This is an automated email from the ASF dual-hosted git repository.
zhouky pushed a commit to branch main
in repository https://gitbox.apache.org/repos/asf/incubator-celeborn.git
The following commit(s) were added to refs/heads/main by this push:
new 107f3df8b [CELEBORN-979] Reduce default disk Check Interval
107f3df8b is described below
commit 107f3df8ba79036ccaec54d0e095d69643570d02
Author: jiaoqingbo <[email protected]>
AuthorDate: Mon Sep 18 14:54:22 2023 +0800
[CELEBORN-979] Reduce default disk Check Interval
### What changes were proposed in this pull request?
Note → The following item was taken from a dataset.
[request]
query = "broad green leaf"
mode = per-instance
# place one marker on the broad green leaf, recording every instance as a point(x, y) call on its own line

Reduce default disk Check Interval
### Why are the changes needed?
since https://github.com/apache/incubator-celeborn/pull/1909 ,In
PushDataHandler#checkDiskFull method,Added check logic for DiskInfo status, the
default disk Check Interval should be reduced
### Does this PR introduce _any_ user-facing change?
NO
### How was this patch tested?
PASS GA
Closes #1915 from jiaoqingbo/979.
Authored-by: jiaoqingbo <[email protected]>
Signed-off-by: zky.zhoukeyong <[email protected]>
---
common/src/main/scala/org/apache/celeborn/common/CelebornConf.scala | 2 +-
docs/configuration/worker.md | 2 +-
docs/migration.md | 4 ++++
3 files changed, 6 insertions(+), 2 deletions(-)
diff --git
a/common/src/main/scala/org/apache/celeborn/common/CelebornConf.scala
b/common/src/main/scala/org/apache/celeborn/common/CelebornConf.scala
index 1534a6921..ecf35f67a 100644
--- a/common/src/main/scala/org/apache/celeborn/common/CelebornConf.scala
+++ b/common/src/main/scala/org/apache/celeborn/common/CelebornConf.scala
@@ -2406,7 +2406,7 @@ object CelebornConf extends Logging {
.version("0.3.0")
.doc("Intervals between device monitor to check disk.")
.timeConf(TimeUnit.MILLISECONDS)
- .createWithDefaultString("60s")
+ .createWithDefaultString("30s")
val WORKER_DISK_MONITOR_SYS_BLOCK_DIR: ConfigEntry[String] =
buildConf("celeborn.worker.monitor.disk.sys.block.dir")
diff --git a/docs/configuration/worker.md b/docs/configuration/worker.md
index 8b05d5ad7..52719bf66 100644
--- a/docs/configuration/worker.md
+++ b/docs/configuration/worker.md
@@ -60,7 +60,7 @@ license: |
| celeborn.worker.graceful.shutdown.saveCommittedFileInfo.interval | 5s |
Interval for a Celeborn worker to flush committed file infos into Level DB. |
0.3.1 |
| celeborn.worker.graceful.shutdown.saveCommittedFileInfo.sync | false |
Whether to call sync method to save committed file infos into Level DB to
handle OS crash. | 0.3.1 |
| celeborn.worker.graceful.shutdown.timeout | 600s | The worker's graceful
shutdown timeout time. | 0.2.0 |
-| celeborn.worker.monitor.disk.check.interval | 60s | Intervals between device
monitor to check disk. | 0.3.0 |
+| celeborn.worker.monitor.disk.check.interval | 30s | Intervals between device
monitor to check disk. | 0.3.0 |
| celeborn.worker.monitor.disk.check.timeout | 30s | Timeout time for worker
check device status. | 0.3.0 |
| celeborn.worker.monitor.disk.checklist | readwrite,diskusage | Monitor type
for disk, available items are: iohang, readwrite and diskusage. | 0.2.0 |
| celeborn.worker.monitor.disk.enabled | true | When true, worker will monitor
device and report to master. | 0.3.0 |
diff --git a/docs/migration.md b/docs/migration.md
index a76c34301..280b52fe0 100644
--- a/docs/migration.md
+++ b/docs/migration.md
@@ -28,6 +28,10 @@ license: |
- Since 0.4.0, Celeborn won't support
`org.apache.spark.shuffle.celeborn.RssShuffleManager`.
+## Upgrading from 0.3.1 to 0.3.2
+
+- Since 0.3.2, Celeborn changed the default value of
`celeborn.worker.monitor.disk.check.interval` from `60` to `30`.
+
## Upgrading from 0.3.0 to 0.3.1
- Since 0.3.1, Celeborn changed the default value of
`celeborn.worker.directMemoryRatioToResume` from `0.5` to `0.7`.